Pace, who lives in Monterey, California, can watch some of these conservation stories unfold in the stretch of Pacific Ocean that’s practically in his backyard. He said one thing that has fuelled the successes is technology, such as attaching satellite tags to swordfish.
“How can you help manage them if you don’t know where they are, and where they’re travelling to?” said Pace, who studied science before he took up photography.
He has a graduate degree from the Scripps Institution of Oceanography in San Diego.
The tags have helped researchers find out that swordfish often swim at 700 to 1,200 feet under the surface, below where many other marine animals are found. The researchers designed fishing gear to target the fish at that depth. So there’s less bycatch, or marine animals caught by accident. “They’re catching like 99 per cent clean,” Pace said, meaning that the local fishery has eliminated almost all bycatch.


Some of his photos have helped explain that process, which cost money and caused swordfish prices to increase. “You need to inform people because they’ll say, ‘Why should I pay more?’ “
Pace enjoys telling stories that combine natural history, science and conservation.
The loss of kelp forests along the coast is one of those stories. Kelp, brown algae that grow in shallow water, provide food and shelter for a variety of marine life.
An unusual ocean heat wave several years ago and a disease that killed off a sea urchin predator disrupted the kelp’s ecosystem.

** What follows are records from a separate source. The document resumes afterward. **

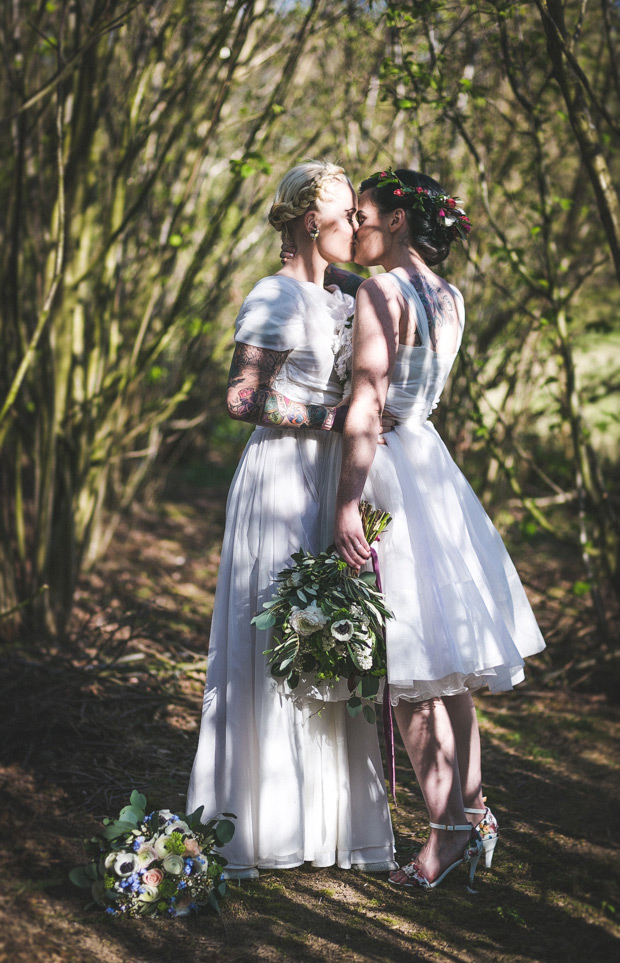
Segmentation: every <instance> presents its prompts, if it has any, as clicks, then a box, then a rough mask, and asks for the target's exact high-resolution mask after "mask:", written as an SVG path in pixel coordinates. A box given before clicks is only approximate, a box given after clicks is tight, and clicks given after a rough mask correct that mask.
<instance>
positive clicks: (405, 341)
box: [335, 170, 544, 889]
mask: <svg viewBox="0 0 620 963" xmlns="http://www.w3.org/2000/svg"><path fill="white" fill-rule="evenodd" d="M357 219H358V228H357V233H356V240H355V260H356V262H357V263H358V264H360V265H364V266H371V265H381V266H382V267H384V268H385V271H386V273H384V274H379V275H377V276H375V277H372V278H369V279H368V280H366V281H365V282H364V283H363V284H362V285H361V287H360V288H359V291H358V293H357V299H356V312H355V322H354V328H353V330H354V335H353V387H352V396H351V399H350V407H349V411H348V414H347V418H346V421H345V426H344V432H343V454H342V470H341V475H340V485H339V489H338V498H337V506H336V521H335V542H336V547H337V548H338V550H339V552H340V554H341V555H342V556H343V558H344V559H345V560H346V561H347V562H348V563H349V564H350V565H351V566H352V567H354V568H359V567H360V566H362V565H364V564H365V563H366V562H367V560H368V559H369V556H370V551H369V546H368V545H367V543H366V541H365V539H364V534H363V531H362V527H361V523H360V518H359V512H358V503H359V501H360V498H362V496H363V497H364V498H365V499H368V500H369V501H371V502H372V503H373V505H375V506H376V507H377V508H381V509H384V510H387V511H389V512H390V513H391V515H392V518H393V521H392V523H391V525H390V526H389V528H388V530H387V531H386V533H385V534H384V535H383V536H382V538H381V544H380V546H379V549H378V554H379V561H380V569H381V579H382V584H383V591H384V594H385V596H386V600H387V604H388V606H389V607H390V608H391V609H392V611H393V613H394V619H392V620H390V621H389V622H388V624H387V628H386V634H387V664H388V687H389V689H388V688H386V693H387V692H388V691H389V696H388V697H389V698H390V700H391V702H392V704H393V706H394V714H395V717H396V720H397V723H398V727H399V730H400V733H401V735H402V738H403V741H404V743H405V746H406V749H407V752H408V754H409V758H410V760H411V763H412V765H413V768H414V771H415V774H416V777H417V779H418V782H419V784H420V787H421V790H422V793H423V796H424V800H425V803H426V806H427V809H428V813H429V818H430V826H431V830H430V835H429V837H428V840H427V841H426V843H425V844H424V845H423V847H422V849H421V851H420V852H419V853H417V854H416V855H414V856H413V858H412V859H411V861H410V862H409V863H408V864H407V865H405V866H403V868H402V869H400V870H397V871H395V872H392V873H391V875H390V881H391V882H392V883H393V884H394V885H397V886H406V887H409V888H418V889H429V888H433V887H434V886H436V885H437V884H438V883H439V882H441V880H443V879H444V878H445V876H446V875H447V874H448V873H449V872H450V871H451V870H452V869H453V868H454V867H456V866H458V865H459V864H460V863H466V864H467V865H468V866H469V869H470V879H473V873H474V872H475V868H476V864H477V862H478V858H479V856H480V854H481V853H482V852H483V850H484V851H485V853H486V862H487V865H490V861H491V858H492V854H493V849H494V847H495V843H496V841H497V835H498V831H497V822H496V820H495V818H494V816H493V814H492V813H491V811H490V810H489V809H488V808H487V807H486V806H485V803H484V797H483V795H482V776H481V758H480V737H479V732H478V725H477V720H476V713H475V709H474V704H473V700H472V696H471V692H472V690H475V689H478V688H480V687H481V686H488V688H489V689H490V690H491V691H492V692H503V691H506V690H509V689H512V688H513V686H514V685H516V684H517V683H519V682H520V681H522V679H523V664H524V662H523V660H524V658H525V657H527V656H531V655H534V654H535V653H537V652H540V651H541V650H542V649H543V648H544V641H543V639H542V636H541V634H540V631H539V629H538V626H537V624H536V621H535V618H534V615H533V613H532V610H531V608H530V605H529V602H528V600H527V597H526V595H525V592H524V589H523V587H522V585H521V582H520V580H519V577H518V575H517V573H516V571H515V568H514V565H513V564H512V562H511V560H510V558H509V556H508V553H507V552H506V549H505V547H504V544H503V542H502V539H501V537H500V535H499V533H498V532H497V531H496V529H495V528H494V527H493V524H492V523H491V521H490V519H489V518H488V516H487V514H486V513H485V511H484V509H483V507H482V505H481V504H480V502H479V501H478V499H477V497H476V495H475V493H474V491H473V489H472V488H471V486H470V485H469V484H468V482H467V481H466V479H465V478H464V476H463V475H462V473H461V471H460V470H459V468H458V467H457V465H456V464H455V462H454V461H453V460H452V458H451V456H450V454H449V453H448V451H447V449H446V447H445V445H444V444H443V442H442V440H441V438H440V437H439V435H438V434H437V432H436V430H435V428H434V427H433V425H432V424H431V422H430V421H429V420H428V418H429V415H430V413H431V411H432V410H433V408H434V407H435V406H436V405H437V403H438V401H439V396H440V394H441V391H442V390H443V388H444V385H445V383H446V380H447V378H448V375H449V373H450V370H451V368H452V365H453V363H454V361H455V359H456V357H457V352H458V350H459V347H460V344H461V339H462V335H463V325H464V320H465V309H464V305H463V298H462V296H461V294H460V292H459V291H458V289H457V288H455V287H454V286H453V285H451V284H449V283H448V282H447V281H445V280H444V279H443V278H441V277H439V275H437V274H436V273H435V271H434V270H433V267H434V266H435V265H437V264H439V263H441V261H443V260H444V259H445V258H446V257H447V255H448V253H449V251H450V246H451V244H452V242H453V241H454V240H455V239H457V238H461V239H464V238H466V237H467V234H468V232H469V230H470V222H469V218H468V217H467V215H466V214H465V212H464V211H463V210H462V209H461V208H460V206H459V202H458V201H457V199H456V198H453V197H450V196H449V195H448V194H447V192H446V191H444V189H443V188H442V187H441V185H440V184H438V183H437V182H436V181H435V180H433V179H432V178H430V177H428V176H426V175H424V174H420V173H418V172H416V171H410V170H397V171H392V170H385V171H380V172H378V173H377V174H373V175H372V177H370V178H368V179H367V180H365V181H364V182H363V183H362V185H361V188H360V193H359V199H358V212H357ZM384 410H385V411H387V412H389V414H390V415H391V416H393V417H394V418H395V419H396V421H397V425H396V427H395V428H394V430H393V431H391V432H390V433H389V434H388V435H386V438H385V442H386V443H385V445H382V446H379V447H377V444H376V438H377V430H378V425H379V424H380V419H381V417H382V413H383V411H384ZM384 698H385V694H384Z"/></svg>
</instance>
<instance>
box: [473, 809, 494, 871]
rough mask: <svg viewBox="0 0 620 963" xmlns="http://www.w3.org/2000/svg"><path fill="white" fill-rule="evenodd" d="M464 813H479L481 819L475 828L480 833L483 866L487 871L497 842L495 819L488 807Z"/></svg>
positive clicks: (492, 855) (491, 860) (490, 866)
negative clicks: (482, 856)
mask: <svg viewBox="0 0 620 963" xmlns="http://www.w3.org/2000/svg"><path fill="white" fill-rule="evenodd" d="M465 812H466V813H479V814H480V815H481V816H482V819H481V820H480V822H479V823H478V825H477V826H476V829H477V830H478V832H479V833H480V838H481V839H482V847H483V849H484V865H485V866H486V868H487V869H490V867H491V863H492V862H493V853H494V852H495V846H496V845H497V840H498V838H499V827H498V825H497V819H496V818H495V816H494V815H493V813H492V812H491V810H490V809H489V807H488V806H485V808H484V809H467V808H466V809H465Z"/></svg>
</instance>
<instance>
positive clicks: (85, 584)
mask: <svg viewBox="0 0 620 963" xmlns="http://www.w3.org/2000/svg"><path fill="white" fill-rule="evenodd" d="M225 495H226V489H225V486H220V487H211V488H209V489H205V488H198V487H196V486H185V487H183V486H177V488H176V490H175V491H174V493H173V494H169V495H168V496H166V497H165V498H164V499H163V500H162V501H161V502H160V503H159V504H158V505H156V506H155V507H153V508H149V509H145V508H138V509H136V510H135V511H134V512H133V515H132V519H131V521H129V520H127V521H126V522H124V523H123V525H122V526H121V529H120V530H119V531H118V533H117V535H116V538H115V541H114V544H113V546H112V548H111V550H110V551H109V553H108V555H107V558H106V560H105V561H104V562H103V563H101V564H100V565H99V566H98V567H97V570H96V572H94V573H91V574H89V575H87V576H85V577H84V578H83V579H82V581H81V584H80V591H79V595H78V599H77V607H76V614H75V617H74V620H73V623H72V626H71V632H70V637H69V639H68V641H67V642H66V644H65V645H64V646H63V647H62V648H60V647H59V648H58V649H49V648H45V649H43V648H42V647H41V646H40V645H37V644H36V642H33V641H32V640H30V641H29V643H28V644H24V645H23V646H21V647H20V648H17V649H15V648H12V649H11V651H10V652H8V653H5V654H4V655H1V654H0V659H1V666H2V670H3V681H2V683H0V714H1V715H2V716H3V717H4V718H3V721H4V722H6V723H7V724H8V726H9V729H8V731H10V733H11V737H10V739H9V740H8V742H7V743H6V744H5V745H4V746H3V747H2V759H3V763H4V764H3V767H2V769H1V770H0V793H1V801H0V813H1V815H2V827H3V828H2V845H0V961H7V963H38V961H45V963H129V961H132V963H160V961H161V963H165V961H182V963H211V961H213V963H233V961H265V963H279V961H284V960H300V961H323V960H328V961H336V960H339V961H340V960H347V961H366V960H376V961H380V960H385V961H389V963H400V961H411V960H420V961H427V960H429V961H430V960H434V961H441V963H448V961H450V963H454V961H462V963H469V961H471V963H474V961H475V963H508V961H510V963H553V961H558V963H560V961H561V963H571V961H579V963H584V961H586V963H589V961H595V960H596V961H608V960H609V961H611V960H617V959H620V929H619V928H618V923H619V922H620V891H619V890H620V886H619V876H620V874H619V872H618V870H619V865H620V862H619V855H620V853H619V850H620V810H619V808H618V799H619V797H620V778H619V769H620V752H619V742H620V740H619V736H620V708H619V707H618V705H617V704H616V705H613V704H612V703H611V702H610V700H609V699H608V698H607V697H606V696H604V695H597V694H596V693H595V692H592V691H590V692H589V693H585V692H576V691H574V690H572V691H571V690H568V689H566V688H563V687H561V686H560V685H559V684H558V682H557V681H556V680H554V681H553V682H550V681H549V676H550V669H551V667H552V662H550V661H549V660H550V656H549V654H548V653H546V654H545V655H544V656H542V657H540V659H539V660H534V661H533V665H532V666H531V669H530V672H529V674H528V682H527V683H526V685H525V686H524V687H522V688H521V689H520V690H518V691H516V692H514V693H512V694H510V695H509V696H502V697H491V696H479V697H477V706H478V712H479V718H480V724H481V729H482V735H483V744H484V759H483V761H484V772H485V785H486V791H487V792H488V795H489V802H490V804H491V805H492V807H493V810H494V812H495V813H496V815H497V817H498V819H499V822H500V830H501V837H500V841H499V845H498V847H497V849H496V854H495V859H494V861H493V866H492V868H491V869H490V870H485V869H483V868H482V869H480V870H479V872H478V876H477V877H476V889H477V893H476V894H472V893H469V892H468V891H467V888H466V886H465V885H464V880H465V873H464V872H463V873H462V874H461V875H460V876H458V871H457V872H455V873H453V874H452V875H451V876H450V877H449V878H448V880H447V881H446V883H445V885H442V886H441V887H440V888H438V889H437V890H436V891H434V892H432V893H431V894H428V895H423V896H422V897H420V896H411V895H409V894H407V893H406V892H402V891H398V890H395V889H393V888H391V887H390V886H389V885H388V883H387V881H386V877H385V876H371V875H365V874H362V873H360V872H356V871H345V870H338V869H336V868H331V869H313V868H312V867H310V866H304V867H302V868H300V869H296V870H288V871H283V872H271V871H269V872H264V873H262V874H261V877H260V879H259V880H257V881H253V882H247V883H243V884H237V885H231V886H230V888H229V892H228V894H227V896H226V897H225V899H224V900H223V902H222V909H221V915H219V916H217V915H215V914H213V913H205V914H204V915H201V916H199V917H196V918H186V919H178V920H160V921H149V920H129V919H122V918H120V919H111V918H110V917H108V916H106V915H105V914H103V913H102V912H101V910H98V909H87V908H85V902H86V900H85V892H84V891H83V890H78V889H76V888H75V887H73V886H72V885H71V884H70V883H69V881H68V872H69V870H70V869H71V867H73V866H75V865H77V864H80V863H83V862H85V861H86V860H85V858H84V852H83V848H82V840H83V838H84V837H88V836H90V835H92V833H93V832H95V831H97V829H98V828H100V821H101V818H102V817H103V816H104V815H111V816H116V815H117V814H118V811H119V809H120V808H121V806H123V805H124V804H125V803H126V802H127V800H128V797H129V794H130V792H131V790H132V789H134V788H136V789H139V790H141V791H142V792H144V793H145V794H146V795H147V797H148V801H149V805H150V806H151V807H152V808H160V807H169V808H171V809H173V810H177V811H183V809H184V803H185V797H184V793H185V789H186V785H187V780H188V773H189V770H190V767H191V763H192V759H193V755H194V752H195V749H196V743H197V734H198V725H199V718H200V708H201V699H202V688H203V680H204V667H205V650H206V643H207V629H208V623H209V618H210V614H211V607H212V604H213V589H214V586H215V580H216V575H217V568H218V561H219V546H220V541H221V536H222V531H223V522H224V506H225ZM510 547H511V550H512V551H513V554H514V555H515V557H516V561H517V564H518V566H519V568H520V571H521V573H522V575H523V576H524V580H525V582H526V585H527V587H528V591H529V593H530V597H531V598H532V601H533V603H534V605H535V607H536V609H537V613H538V615H539V618H540V621H541V625H542V627H543V630H544V632H545V633H546V635H547V637H548V639H549V641H550V643H551V645H550V649H551V650H552V651H556V652H557V651H559V649H560V647H561V646H562V644H563V640H568V641H570V640H571V639H572V641H573V642H574V637H575V633H576V634H577V635H579V633H580V632H582V631H583V625H585V621H584V620H582V621H581V622H580V606H581V607H583V604H584V603H583V600H582V599H580V597H579V596H578V595H573V596H571V594H570V591H567V586H568V588H569V589H570V585H571V582H573V581H574V580H575V579H576V578H578V576H577V575H575V572H573V571H571V561H570V559H567V558H566V557H562V558H558V557H557V553H556V555H554V554H553V552H552V548H551V547H549V546H546V545H545V543H544V542H541V543H540V544H537V545H536V544H534V545H533V544H532V542H531V541H530V542H528V543H527V544H523V542H522V541H521V540H519V539H517V540H516V541H515V544H514V545H513V544H511V546H510ZM563 583H564V589H563V590H561V589H562V585H563ZM571 598H573V601H572V602H569V603H567V601H566V600H567V599H569V600H570V599H571ZM580 626H581V627H580ZM397 766H398V769H397V780H398V803H399V806H398V809H397V810H394V811H393V821H394V829H395V834H396V839H397V848H398V852H397V858H400V859H401V860H404V859H406V858H408V856H409V854H410V852H411V850H412V848H413V846H414V837H416V838H417V839H418V840H419V839H421V838H423V837H424V835H425V833H426V828H425V814H424V806H423V803H422V800H421V798H420V793H419V791H418V790H417V788H416V785H415V782H414V780H413V778H412V776H411V773H410V769H409V766H408V765H407V763H406V759H405V757H404V753H403V752H402V750H399V751H398V756H397ZM457 877H458V878H457Z"/></svg>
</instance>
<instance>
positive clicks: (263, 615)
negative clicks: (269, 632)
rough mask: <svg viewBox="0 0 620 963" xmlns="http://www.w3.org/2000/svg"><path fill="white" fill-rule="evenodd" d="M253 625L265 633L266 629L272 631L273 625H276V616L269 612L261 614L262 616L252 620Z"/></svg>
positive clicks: (261, 615) (266, 612)
mask: <svg viewBox="0 0 620 963" xmlns="http://www.w3.org/2000/svg"><path fill="white" fill-rule="evenodd" d="M252 624H253V625H255V626H256V628H257V629H260V631H261V632H264V631H265V630H266V629H270V628H271V626H272V625H275V624H276V620H275V616H274V615H273V614H272V613H271V612H269V611H266V612H261V613H260V615H255V616H254V618H253V619H252Z"/></svg>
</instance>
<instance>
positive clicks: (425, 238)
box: [359, 169, 454, 267]
mask: <svg viewBox="0 0 620 963" xmlns="http://www.w3.org/2000/svg"><path fill="white" fill-rule="evenodd" d="M394 173H395V174H396V176H397V177H398V179H399V180H400V181H401V182H402V183H403V184H406V185H407V187H416V188H417V187H421V188H422V189H423V190H424V191H428V194H429V195H431V196H433V195H435V196H438V195H442V196H443V195H445V194H446V191H444V189H443V187H442V186H441V184H438V183H437V181H436V180H434V179H433V178H432V177H429V176H428V174H420V173H419V172H418V171H409V170H404V169H399V170H396V171H394ZM379 182H380V177H379V174H373V175H372V177H369V178H367V180H365V181H362V184H361V186H360V190H359V192H360V194H362V193H363V192H364V191H368V190H371V191H372V195H371V196H372V199H373V201H374V203H375V204H376V205H377V207H378V208H379V210H380V211H381V213H382V214H389V212H390V211H395V210H396V209H397V208H402V209H403V210H404V211H405V214H406V215H407V224H408V226H409V239H410V241H411V245H412V247H414V248H415V250H416V251H417V252H418V254H419V255H420V256H421V257H422V259H423V260H424V262H425V263H426V264H428V265H429V267H432V266H433V265H434V264H440V263H441V262H442V261H445V259H446V258H447V256H448V254H449V253H450V246H451V244H452V241H453V240H454V232H453V231H451V230H450V229H449V228H447V227H446V226H445V224H443V223H442V220H441V219H440V218H439V217H438V216H437V204H433V202H432V201H431V200H430V199H429V198H427V197H425V195H424V194H418V195H417V197H416V198H415V200H414V195H412V194H405V195H402V196H396V195H395V194H394V192H393V191H392V190H389V189H387V188H385V189H383V190H382V189H381V188H380V187H379V188H378V187H377V185H378V184H379Z"/></svg>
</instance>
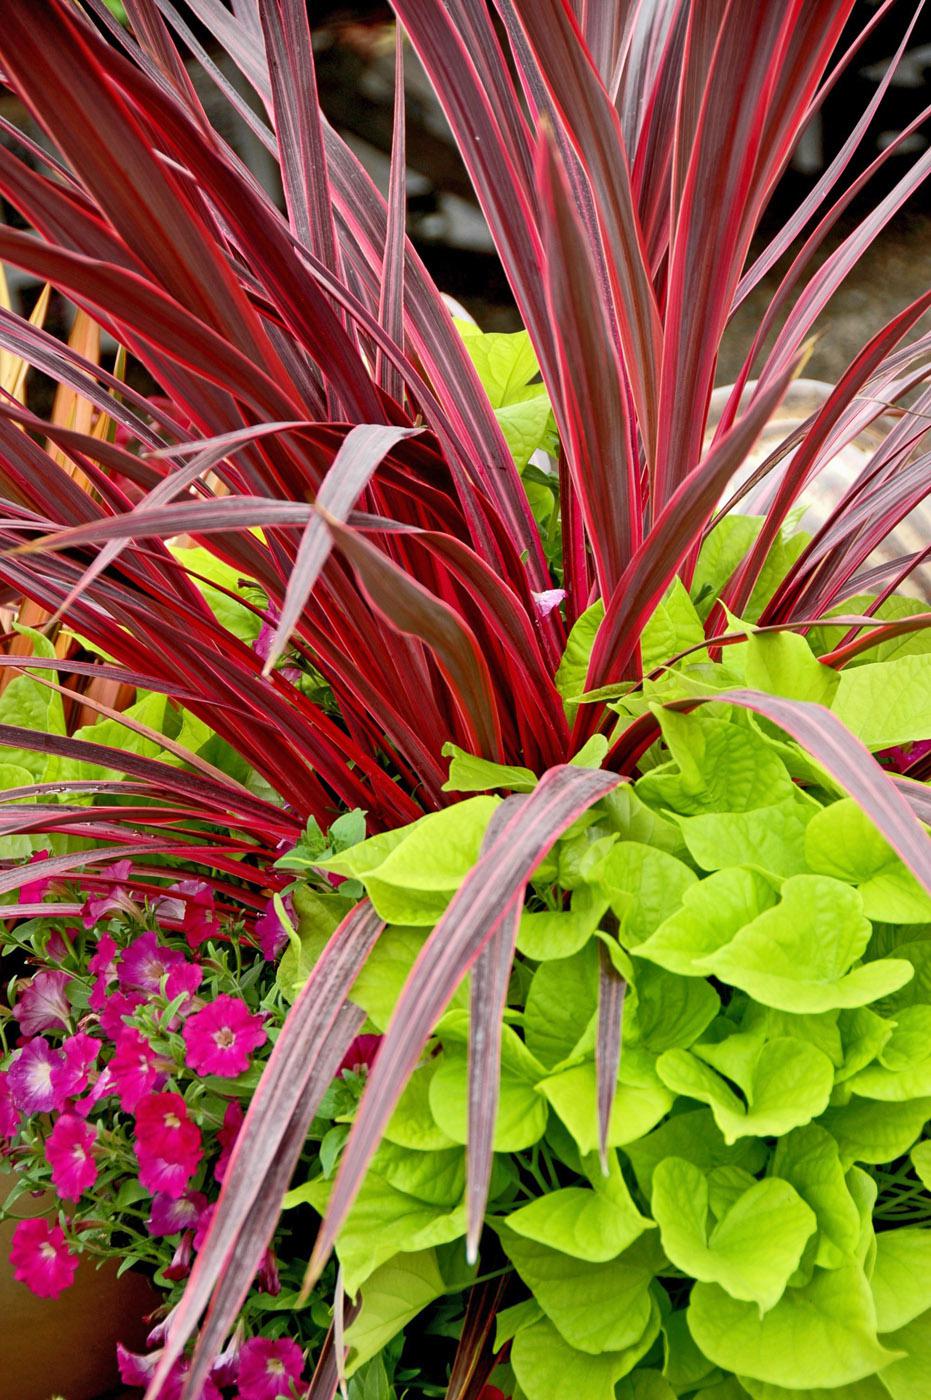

“Warm water is good for urchins, which are native,” Pace said. The growing purple urchin population ate large patches of kelp forest.
“People say, ‘Those urchins are nasty. We need to kill them’,” he said. But killing a species that belongs in the area isn’t a simple fix.
“Everything is more complicated, and actions that we take have consequences.”
Scientists are testing whether reducing the urchins will bring back the kelp, and Pace has dived with them to document their efforts. Pace, who is 37, said he hopes he can tell stories for years to come, perhaps one day with his two kids, who are ages five and three.
He wants them to experience moments like a bait ball he observed 300 miles off the coast of Mexico. About 1,000 sharks, dolphins and large fish worked together to feed.
“That’s like what the oceans used to be,” he said. “I hope my kids get to see that.”